Une soumission aux « maîtres de la Silicon Valley » ?
Mélenchon ne mâche pas ses mots : il dénonce une France placée « sous l’emprise techno-féodale des Elon Musk et des autres milliardaires de la Silicon Valley ». Selon lui, l’approche de Macron relève davantage de la servitude que de l’innovation souveraine. « Celle des battus d’avance, celle des vaincus, celle des supplétifs », tranche-t-il.
Mais concrètement, qu’est-ce qui dérange tant Mélenchon ?

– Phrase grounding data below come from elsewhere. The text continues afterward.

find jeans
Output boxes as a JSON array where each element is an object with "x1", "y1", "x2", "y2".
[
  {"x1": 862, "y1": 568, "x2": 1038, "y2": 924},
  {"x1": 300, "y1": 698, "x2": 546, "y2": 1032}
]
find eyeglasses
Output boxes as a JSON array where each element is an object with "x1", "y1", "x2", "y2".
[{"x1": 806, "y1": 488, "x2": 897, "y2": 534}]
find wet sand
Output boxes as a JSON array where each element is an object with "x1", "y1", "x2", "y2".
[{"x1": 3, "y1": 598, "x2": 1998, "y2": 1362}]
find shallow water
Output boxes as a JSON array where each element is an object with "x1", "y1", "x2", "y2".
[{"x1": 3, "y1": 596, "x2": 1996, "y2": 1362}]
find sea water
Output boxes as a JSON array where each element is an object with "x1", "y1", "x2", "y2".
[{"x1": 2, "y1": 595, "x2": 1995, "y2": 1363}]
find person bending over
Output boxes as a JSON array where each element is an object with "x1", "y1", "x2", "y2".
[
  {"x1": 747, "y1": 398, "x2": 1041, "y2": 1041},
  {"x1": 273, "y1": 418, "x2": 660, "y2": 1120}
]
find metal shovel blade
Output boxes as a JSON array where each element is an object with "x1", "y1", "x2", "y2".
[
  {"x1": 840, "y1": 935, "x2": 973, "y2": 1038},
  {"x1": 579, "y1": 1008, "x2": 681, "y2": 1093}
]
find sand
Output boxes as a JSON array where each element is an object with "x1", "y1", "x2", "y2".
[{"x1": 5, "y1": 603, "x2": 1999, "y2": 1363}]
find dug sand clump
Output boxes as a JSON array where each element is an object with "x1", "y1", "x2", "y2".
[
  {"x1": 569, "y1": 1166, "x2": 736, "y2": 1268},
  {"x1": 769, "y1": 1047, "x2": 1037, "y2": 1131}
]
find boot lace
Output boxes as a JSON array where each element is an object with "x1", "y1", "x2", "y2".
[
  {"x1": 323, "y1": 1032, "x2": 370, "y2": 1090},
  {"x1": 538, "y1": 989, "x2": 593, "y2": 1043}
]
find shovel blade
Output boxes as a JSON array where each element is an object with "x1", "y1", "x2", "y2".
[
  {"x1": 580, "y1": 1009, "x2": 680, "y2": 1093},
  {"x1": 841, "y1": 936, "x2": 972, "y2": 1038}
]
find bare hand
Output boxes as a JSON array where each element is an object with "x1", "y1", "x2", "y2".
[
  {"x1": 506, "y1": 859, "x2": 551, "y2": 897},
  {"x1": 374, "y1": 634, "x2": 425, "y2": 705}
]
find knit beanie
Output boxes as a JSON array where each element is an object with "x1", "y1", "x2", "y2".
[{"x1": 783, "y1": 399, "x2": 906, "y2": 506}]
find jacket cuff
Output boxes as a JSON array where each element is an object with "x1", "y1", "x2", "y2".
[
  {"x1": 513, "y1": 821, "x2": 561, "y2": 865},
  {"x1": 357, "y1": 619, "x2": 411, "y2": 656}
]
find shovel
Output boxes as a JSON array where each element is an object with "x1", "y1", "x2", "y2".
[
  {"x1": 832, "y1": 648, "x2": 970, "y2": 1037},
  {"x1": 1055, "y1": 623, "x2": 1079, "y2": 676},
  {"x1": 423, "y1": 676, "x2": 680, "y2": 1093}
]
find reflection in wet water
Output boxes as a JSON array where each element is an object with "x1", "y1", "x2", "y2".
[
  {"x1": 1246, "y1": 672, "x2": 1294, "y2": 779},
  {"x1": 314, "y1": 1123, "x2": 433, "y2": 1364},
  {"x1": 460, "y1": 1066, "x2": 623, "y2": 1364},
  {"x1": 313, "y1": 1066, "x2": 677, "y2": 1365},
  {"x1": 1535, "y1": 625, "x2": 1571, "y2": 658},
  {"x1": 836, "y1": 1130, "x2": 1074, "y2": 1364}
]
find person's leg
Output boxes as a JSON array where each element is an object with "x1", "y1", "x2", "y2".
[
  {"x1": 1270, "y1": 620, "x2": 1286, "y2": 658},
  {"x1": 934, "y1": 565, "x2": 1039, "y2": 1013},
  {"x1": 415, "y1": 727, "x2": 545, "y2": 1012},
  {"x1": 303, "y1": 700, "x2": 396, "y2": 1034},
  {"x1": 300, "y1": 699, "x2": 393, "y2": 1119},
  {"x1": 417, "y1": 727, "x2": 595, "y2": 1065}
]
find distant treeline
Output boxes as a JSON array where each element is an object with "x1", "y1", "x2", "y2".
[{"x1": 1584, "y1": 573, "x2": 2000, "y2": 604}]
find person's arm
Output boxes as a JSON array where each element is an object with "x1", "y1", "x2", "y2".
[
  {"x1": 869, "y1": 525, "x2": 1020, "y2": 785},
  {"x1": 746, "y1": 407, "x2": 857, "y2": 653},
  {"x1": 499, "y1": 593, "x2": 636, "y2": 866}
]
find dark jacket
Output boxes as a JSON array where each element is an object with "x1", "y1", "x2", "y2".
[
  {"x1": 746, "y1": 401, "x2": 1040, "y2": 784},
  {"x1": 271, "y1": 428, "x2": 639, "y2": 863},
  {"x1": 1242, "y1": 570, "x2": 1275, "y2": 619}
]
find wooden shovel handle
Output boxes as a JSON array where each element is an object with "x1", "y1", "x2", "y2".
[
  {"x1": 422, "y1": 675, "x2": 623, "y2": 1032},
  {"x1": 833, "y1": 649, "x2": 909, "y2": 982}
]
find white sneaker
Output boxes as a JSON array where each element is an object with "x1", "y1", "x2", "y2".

Trois points de friction majeurs
- Un affaiblissement des garde-fous européens
Mélenchon s’interroge sur le rôle de la France dans les négociations européennes sur l’IA. Pourquoi agirait-elle « en lobbyiste pour abaisser le niveau des garde-fous décidés par l’Europe face aux GAFAM » ? Cette critique révèle une crainte : celle de voir l’Union européenne adopter des règles trop permissives sous l’impulsion de Paris, laissant les entreprises américaines dicter leurs propres lois. - Une gouvernance privatisée de l’IA
Autre point de crispation : la volonté de confier « la production des règles d’usages et leur gouvernance à une fondation privée ». Pour Mélenchon, cette idée revient à déléguer une partie du pouvoir réglementaire à des intérêts privés plutôt qu’à des institutions publiques et démocratiques. - L’implantation massive de data centers américains en France
L’annonce récente de l’Élysée prévoyant l’implantation de 35 nouveaux sites d’accueil pour des centres de données ne passe pas. Selon Mélenchon, il s’agit d’une erreur stratégique qui expose la France à une mainmise étrangère sur ses infrastructures numériques.
Des propositions pour une IA « vraiment » souveraine
Face à ce qu’il perçoit comme une capitulation face aux intérêts américains, Mélenchon avance plusieurs propositions :
- Une gouvernance mondiale sous l’égide de l’ONU
Plutôt que de laisser les multinationales dicter leurs propres règles, il plaide pour que « l’ONU et le droit international soient les maîtres de ce monde nouveau ». Une idée ambitieuse, mais qui risque de se heurter à de nombreuses résistances diplomatiques. - Un cloud 100% public et français
L’ancien candidat à la présidentielle prône la création d’un « réseau de data centers publics, gérés par l’État et des institutions publiques, interconnectés pour former un ‘cloud’ véritablement français ». Objectif : garantir un contrôle total des données stockées sur le sol national. - Un avertissement sur la captation des données
« Tout ce qui sera stocké en France par des entreprises américaines sera accessible et utilisable aux États-Unis », prévient-il. Un risque réel, alors que les lois américaines comme le Cloud Act permettent aux autorités US d’accéder aux données des entreprises étrangères soumises à leur juridiction.
Un débat clivant au sein du Sommet sur l’IA
Ce bras de fer idéologique intervient dans un contexte où la France cherche à jouer un rôle moteur dans la gouvernance mondiale de l’IA. Co-présidé par la France et l’Inde, le Sommet pour l’action sur l’IA vise à établir un cadre international pour réguler cette technologie en pleine expansion. Mais Mélenchon semble convaincu que la ligne actuelle du gouvernement compromet cet objectif.
Une chose est certaine : à la veille de cet événement majeur, le débat sur la souveraineté numérique et les rapports de force entre États et entreprises privées est plus vif que jamais.